Our first digital single!
By the time something drifts to california, it's always undone, pulled
apart by the sunlight: The broken rhythmic tic of UK bass musics washed
up clues on the shore for Bookworms, whose re-imagining (not remix)
of Mi Ami's '
African Rhythms' is what he describes as a 'an open ended
question or
love letter' to the musics he loves.
Delayed chants that sound lifted or remembered from Bill Gunn's 1972 avant-garde blaxploitation classic
Ganja and Hess, which gradually reveal a lover's rock refrain, weave over breaks reminiscent of prime
IG Culture
and melancholy, foggy synth drifts.

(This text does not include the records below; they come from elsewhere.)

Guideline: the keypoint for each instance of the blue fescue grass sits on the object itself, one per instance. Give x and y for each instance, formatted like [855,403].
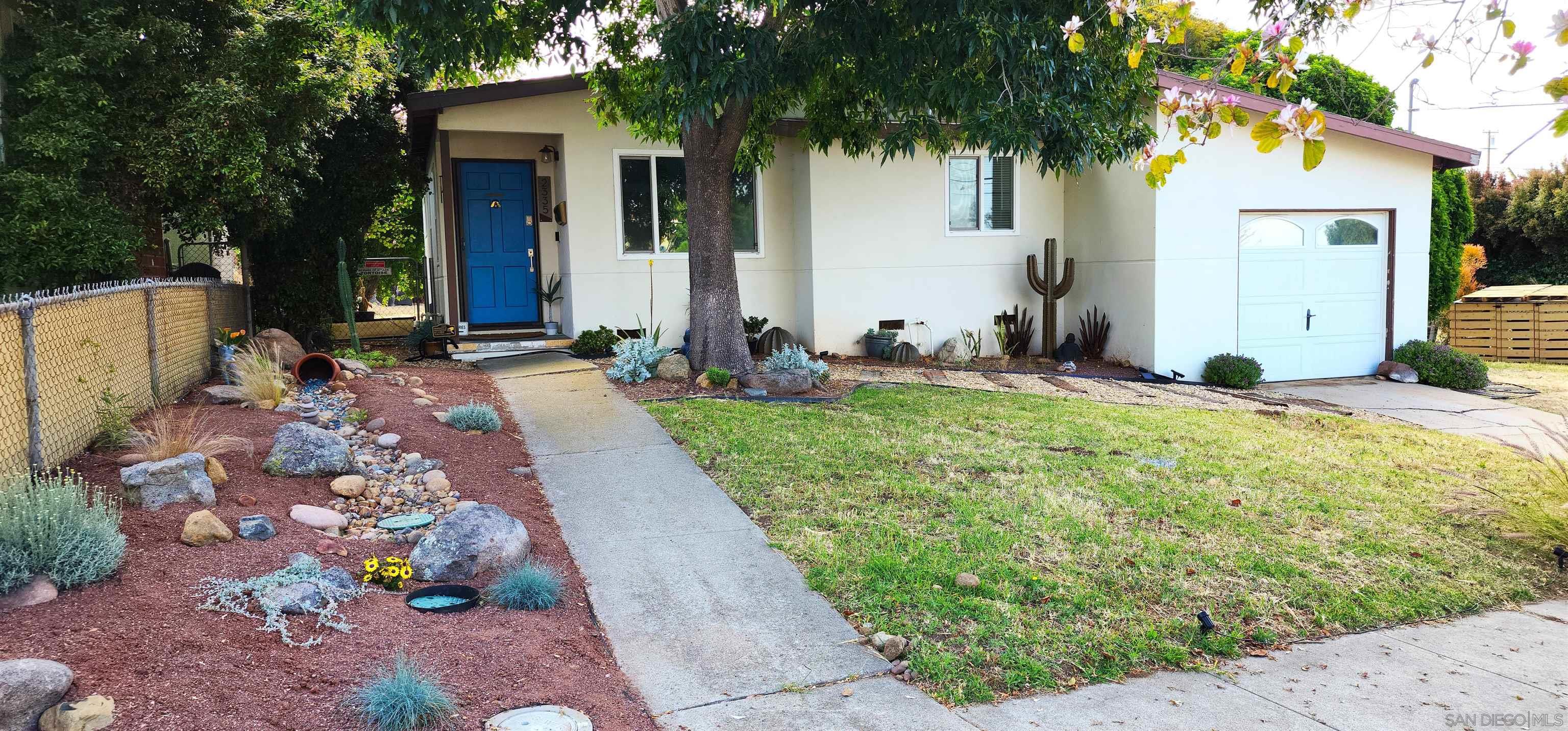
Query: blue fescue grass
[527,586]
[474,416]
[402,697]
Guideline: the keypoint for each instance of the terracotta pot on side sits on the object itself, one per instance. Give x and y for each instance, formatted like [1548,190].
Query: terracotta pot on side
[316,366]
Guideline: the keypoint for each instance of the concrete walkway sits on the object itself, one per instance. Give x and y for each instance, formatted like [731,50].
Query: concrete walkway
[717,631]
[1444,410]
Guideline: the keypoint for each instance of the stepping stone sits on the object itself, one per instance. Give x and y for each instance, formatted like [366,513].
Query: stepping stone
[1064,383]
[1001,380]
[540,719]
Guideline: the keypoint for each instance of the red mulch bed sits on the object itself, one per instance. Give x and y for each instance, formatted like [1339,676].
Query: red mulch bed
[140,639]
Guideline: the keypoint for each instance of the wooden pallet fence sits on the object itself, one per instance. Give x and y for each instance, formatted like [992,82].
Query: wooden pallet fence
[1529,331]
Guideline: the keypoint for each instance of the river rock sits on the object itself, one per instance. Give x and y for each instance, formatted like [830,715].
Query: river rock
[278,346]
[305,451]
[317,518]
[673,368]
[256,528]
[222,394]
[37,590]
[215,471]
[349,485]
[788,382]
[204,529]
[1396,371]
[88,714]
[27,688]
[178,479]
[470,542]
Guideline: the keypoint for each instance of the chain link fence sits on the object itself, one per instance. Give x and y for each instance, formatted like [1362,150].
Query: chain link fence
[66,353]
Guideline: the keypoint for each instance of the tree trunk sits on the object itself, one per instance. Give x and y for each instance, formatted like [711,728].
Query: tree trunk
[717,335]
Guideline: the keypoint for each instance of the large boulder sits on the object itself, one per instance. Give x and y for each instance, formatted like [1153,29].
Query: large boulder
[280,346]
[673,368]
[306,451]
[305,598]
[27,689]
[788,382]
[178,479]
[470,542]
[1396,371]
[204,529]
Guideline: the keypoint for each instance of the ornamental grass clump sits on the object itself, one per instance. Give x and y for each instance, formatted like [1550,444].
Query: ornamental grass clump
[259,375]
[527,586]
[634,358]
[474,418]
[1443,366]
[168,435]
[796,357]
[57,524]
[402,697]
[1232,371]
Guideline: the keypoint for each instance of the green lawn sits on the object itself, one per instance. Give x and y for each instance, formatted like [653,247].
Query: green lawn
[1550,379]
[1093,562]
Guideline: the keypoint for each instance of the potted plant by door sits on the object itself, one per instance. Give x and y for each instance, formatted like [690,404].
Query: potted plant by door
[552,294]
[878,343]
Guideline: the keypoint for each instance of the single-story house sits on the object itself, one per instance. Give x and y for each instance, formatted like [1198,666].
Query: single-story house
[1314,274]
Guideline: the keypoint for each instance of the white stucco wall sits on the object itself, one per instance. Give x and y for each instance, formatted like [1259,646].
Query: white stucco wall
[1197,220]
[880,252]
[1111,237]
[603,287]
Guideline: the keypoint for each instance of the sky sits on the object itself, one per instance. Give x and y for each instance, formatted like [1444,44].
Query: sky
[1380,44]
[1377,44]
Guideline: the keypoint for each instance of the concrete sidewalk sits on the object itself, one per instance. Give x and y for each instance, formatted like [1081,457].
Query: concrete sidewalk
[1444,410]
[720,632]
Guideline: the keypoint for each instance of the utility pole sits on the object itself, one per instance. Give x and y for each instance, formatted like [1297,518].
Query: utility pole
[1410,107]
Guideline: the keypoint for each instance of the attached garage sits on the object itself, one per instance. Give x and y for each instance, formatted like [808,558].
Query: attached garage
[1313,293]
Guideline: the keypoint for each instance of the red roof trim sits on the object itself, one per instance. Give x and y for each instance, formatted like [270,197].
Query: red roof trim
[1443,154]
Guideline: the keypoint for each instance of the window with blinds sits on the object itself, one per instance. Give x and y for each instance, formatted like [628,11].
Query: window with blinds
[981,195]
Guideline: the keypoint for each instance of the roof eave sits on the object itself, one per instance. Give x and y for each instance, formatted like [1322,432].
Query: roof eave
[1444,156]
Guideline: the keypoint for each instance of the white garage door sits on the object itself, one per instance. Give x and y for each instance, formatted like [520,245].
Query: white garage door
[1313,293]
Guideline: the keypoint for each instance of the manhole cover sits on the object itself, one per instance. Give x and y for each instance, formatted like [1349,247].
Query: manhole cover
[540,719]
[405,521]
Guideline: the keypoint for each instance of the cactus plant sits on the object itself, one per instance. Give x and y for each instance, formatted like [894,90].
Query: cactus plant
[1049,293]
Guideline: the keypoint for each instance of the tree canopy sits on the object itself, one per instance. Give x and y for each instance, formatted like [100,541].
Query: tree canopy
[1523,225]
[126,118]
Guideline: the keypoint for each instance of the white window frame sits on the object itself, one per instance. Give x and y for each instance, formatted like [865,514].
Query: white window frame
[620,234]
[948,197]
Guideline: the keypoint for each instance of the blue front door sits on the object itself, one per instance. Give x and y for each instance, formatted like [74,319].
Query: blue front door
[499,243]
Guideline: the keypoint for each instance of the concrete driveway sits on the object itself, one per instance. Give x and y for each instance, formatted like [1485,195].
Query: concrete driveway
[1444,410]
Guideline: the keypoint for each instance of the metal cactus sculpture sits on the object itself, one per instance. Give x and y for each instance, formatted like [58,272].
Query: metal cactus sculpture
[1051,291]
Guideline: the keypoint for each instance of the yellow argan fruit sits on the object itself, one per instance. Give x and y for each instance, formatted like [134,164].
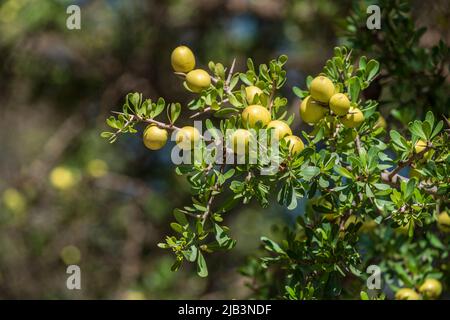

Like Gunn's film, '
African Rhythms'
shares a delirious fever state that collapses past and present, the
street and inner space.
In the mix are traces of garage, broken beat, and funky, but this
is not reverent bass nostalgia: '
African Rhythms' pushes past fashion
to wire a new set of rhythmic histories and spaces: the track sounds
equally tuned to solitary late night rollage and body-dense warehouses.
The A side of this digital single is backed by two remixes: a 4x4
tuff melancholy Theo Parrish-style banger by Yao, and an ambient,
abstracted daydream by Fat Transfer, whose disorienting EQ and
filter work take the original even further out."